И кто-то, давясь от хохота, швырял трубку на рычаг.
Рузанна чувствовала, что могла бы убить эту девушку с тоненьким голоском. Все хорошее, даже не связанное с Грантом, исчезало при воспоминании об этом звонке.
Разумная Зоя говорила обиняками:
— В жизни за все отвечают женщины. Несправедливо, но факт. Я что-то не видела несчастных мужчин, а женщин сколько угодно. В конце концов расплачиваются женщины…
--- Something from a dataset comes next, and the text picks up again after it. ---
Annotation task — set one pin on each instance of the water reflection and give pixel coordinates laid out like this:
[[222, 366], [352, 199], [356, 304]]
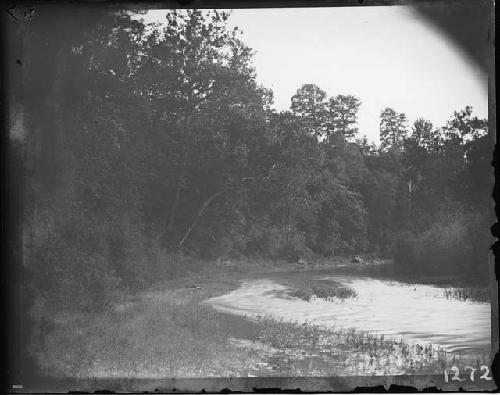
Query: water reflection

Но Рузанна не могла думать о том, что будет «в конце концов». И несчастной она тоже быть не собиралась.
Но вот в такие дни, как сегодня, все не клеилось.
Тосунян мог вспомнить: «Как этот старик? Уладили с ним?» Директора торгов не подготовили материалов к предстоящему совещанию. Проектная контора запрашивала кубатуру складских помещений, а в отделе еще не было данных. День тянулся бесконечно, и звонок прозвенел, тоже ничего не обещая.
Из учреждения она вышла вместе с Зоей. На углу маячила долговязая фигура Рубика.
— Ах ты, мой милый, ненаглядный! — пропела Зоя, привычно подставила мужу локоток и помахала Рузанне варежкой.
Зое не надо волноваться. Рубик придет непременно. Не сюда, так домой. Ей не надо ни таиться, ни стыдиться своего чувства. И при этом она еще чем-то недовольна!
Рузанна шла, опустив глаза, засунув руки в карманы новой шубки.
Недавно директор мехового магазина зашел в отдел капитального строительства и похвалился:
— Такой товар получен — картинка. Называется «ондатра», что означает — крыса. А вещь, представьте, получается шикарная. И недорогая сравнительно. Китайское производство.
Меховую шубу Рузанне давно хотелось.
— Ты не очень-то верь, — предупреждала Зоя. — Он подбивается, чтобы ему капитальный ремонт магазина сделали. С лепным потолком мечтает. И скажите, пожалуйста — с каких это пор китайские меха ценятся? Меха русские ценятся! Вид-то, может быть, и шикарный, а на второй год возьмет и облезет.
Но шубу Рузанна все-таки купила. Ашхен Каспаровна сказала: «Так и так на будущую зиму тебе надо делать пальто». Шуба стоила дороже, но отец добавил. Свои деньги Рузанна сейчас тратила только на «тряпки», как говорила мама. Стала каждый день носить замшевые туфли, которые раньше берегла для театра, купила гарусный жакет табачного цвета и к нему коричневую юбку.